Thelma Bates is a fictional character played by Jemima Rooper in Sky One's British horror dramedy series Hex. She appeared in every episode of the programme. After the departure and subsequent replacement of the programme's lead character of Cassie Hughes (Christina Cole), Thelma became the de facto protagonist as she was the only character who continued the series' narrative.

==Character biography==
In the beginning of the show's run, Thelma's lesbianism was made very apparent, along with the realization she was in love with her best friend Cassie, with whom she attended Medenham Hall. At Medenham, Thelma was bullied by popular students Roxanne (Amber Sainsbury), Leon (Jamie Davis) and Troy (Joseph Morgan).

In the first episode of the first series, Thelma gave her life to save Cassie's - unwittingly becoming the sacrifice instrumental in returning Azazeal's power. Azazeal staged Thelma's death to appear to be a suicide.

Becoming a ghost, unseen by most characters, Thelma aided Cassie in understanding that she is descended from witches and later helped her new young friend, 500-year-old witch Ella Dee (Laura Pyper), battle against the demonic Nephilim.

Thelma is a unique character in modern television in that for the majority of the series, her interactions were limited to the series' few "supernatural" characters. With the death of Cassie, and their final kiss with both of them as ghosts, it was finally possible for Thelma to pursue relationships with other lesbian ghosts.

==Powers and abilities==
As a ghost, Thelma displays the ability to enter others' dreams, doing so to make-out with Cassie, later to communicate with the living and to free comrades from Malachi's control.

While invisible to most, she seems to retain complete tangibility, bumping into things, touching everything - even frequently eating crisps. The only exception to this is that she cannot apparently touch anything that is alive.

In one episode we find that Thelma can interact with other time periods, as she is able to save Ella in the past while standing at the same location in the present - seemingly existing in two times at once. cc

==Other plot developments==
Thelma promises Cassie she will help Ella Dee, a 500-year-old witch and assassin, in her mission. She saves Ella from Azazeal's plots, from servitude to Azazeal and Cassie's son Malachi (Joseph Beattie), and from execution several centuries in the past.

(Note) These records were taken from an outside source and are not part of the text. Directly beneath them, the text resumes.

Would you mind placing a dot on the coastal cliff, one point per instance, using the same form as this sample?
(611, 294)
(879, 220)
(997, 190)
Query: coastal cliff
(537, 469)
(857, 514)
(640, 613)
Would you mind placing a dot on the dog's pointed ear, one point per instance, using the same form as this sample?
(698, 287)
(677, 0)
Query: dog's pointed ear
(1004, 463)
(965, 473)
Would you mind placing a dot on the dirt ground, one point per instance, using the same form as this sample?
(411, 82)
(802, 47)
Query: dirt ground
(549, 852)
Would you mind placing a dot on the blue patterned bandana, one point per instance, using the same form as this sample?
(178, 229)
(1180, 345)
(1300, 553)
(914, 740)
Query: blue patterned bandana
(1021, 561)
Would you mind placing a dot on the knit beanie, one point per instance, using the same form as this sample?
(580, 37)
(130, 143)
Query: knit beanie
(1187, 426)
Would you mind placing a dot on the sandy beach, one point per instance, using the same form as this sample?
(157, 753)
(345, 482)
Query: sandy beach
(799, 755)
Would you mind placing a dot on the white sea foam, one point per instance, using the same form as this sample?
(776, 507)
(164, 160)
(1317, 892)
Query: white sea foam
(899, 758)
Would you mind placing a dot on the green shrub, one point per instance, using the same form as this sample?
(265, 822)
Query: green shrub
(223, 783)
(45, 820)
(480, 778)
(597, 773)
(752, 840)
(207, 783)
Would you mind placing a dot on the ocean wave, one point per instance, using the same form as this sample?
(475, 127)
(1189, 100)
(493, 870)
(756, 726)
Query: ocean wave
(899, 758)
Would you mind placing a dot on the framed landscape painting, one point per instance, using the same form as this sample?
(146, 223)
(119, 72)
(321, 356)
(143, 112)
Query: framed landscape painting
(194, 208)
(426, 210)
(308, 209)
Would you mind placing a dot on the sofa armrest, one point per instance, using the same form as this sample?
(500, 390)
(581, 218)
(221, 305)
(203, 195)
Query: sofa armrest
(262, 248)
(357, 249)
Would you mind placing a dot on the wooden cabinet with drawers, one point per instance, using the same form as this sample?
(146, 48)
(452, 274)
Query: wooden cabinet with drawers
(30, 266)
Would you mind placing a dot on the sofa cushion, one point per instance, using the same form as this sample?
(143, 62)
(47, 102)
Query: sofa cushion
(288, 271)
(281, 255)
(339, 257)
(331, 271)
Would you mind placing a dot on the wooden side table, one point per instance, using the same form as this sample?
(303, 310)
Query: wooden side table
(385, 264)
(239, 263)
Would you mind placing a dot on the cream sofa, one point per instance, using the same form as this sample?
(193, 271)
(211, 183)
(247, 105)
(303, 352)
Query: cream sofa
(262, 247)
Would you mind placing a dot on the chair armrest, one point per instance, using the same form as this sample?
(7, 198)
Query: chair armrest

After giving the character Leon (Jamie Davis) a potion of Ella's to allow him to see the spirit world, the three form a group who fight against Malachi - the series' main antagonist in wake of Azazeal's mid-season departure.

In an effort to hinder Thelma's ability to aid Ella, Malachi causes the death of young lesbian Maya Robertson and positions her to develop a ghostly emotional and sexual relationship with Thelma. Maya's spirit bears Malachi's mark, naming her as one of his creatures - a succubus. To weaken Malachi, Ella goes about destroying these creatures, including Maya's spirit, for which she and Thelma temporarily part ways.

Malachi eventually seduces the entire student body romantically or by promising them their greatest desires, creating an army of succubi and incubi that makes him too powerful for Ella to kill. The only students who are not converted are Thelma (because the death of Maya leaves nothing for Malachi to offer her), Roxanne (who becomes a "pure soul" in her quest for forgiveness from God for seducing Jez and causing his apparent suicide), Tom (who is secretly gay, in love with Leon, and impossible to convert because Malachi cannot make the straight Leon love him back), Leon (after Thelma enters his dreams), and Ella (after Thelma enters her dreams to awaken Ella's real, 500-year-old, personality).

In the programme's conclusion, after helping Leon to save Ella's life, an indestructible Malachi sacrifices Roxanne while the entire school is burnt to the ground. Ella, Leon and Thelma escape as Malachi's ritual brings about the End of Days. The series ends unfinished, with the final fate of Thelma left unclear.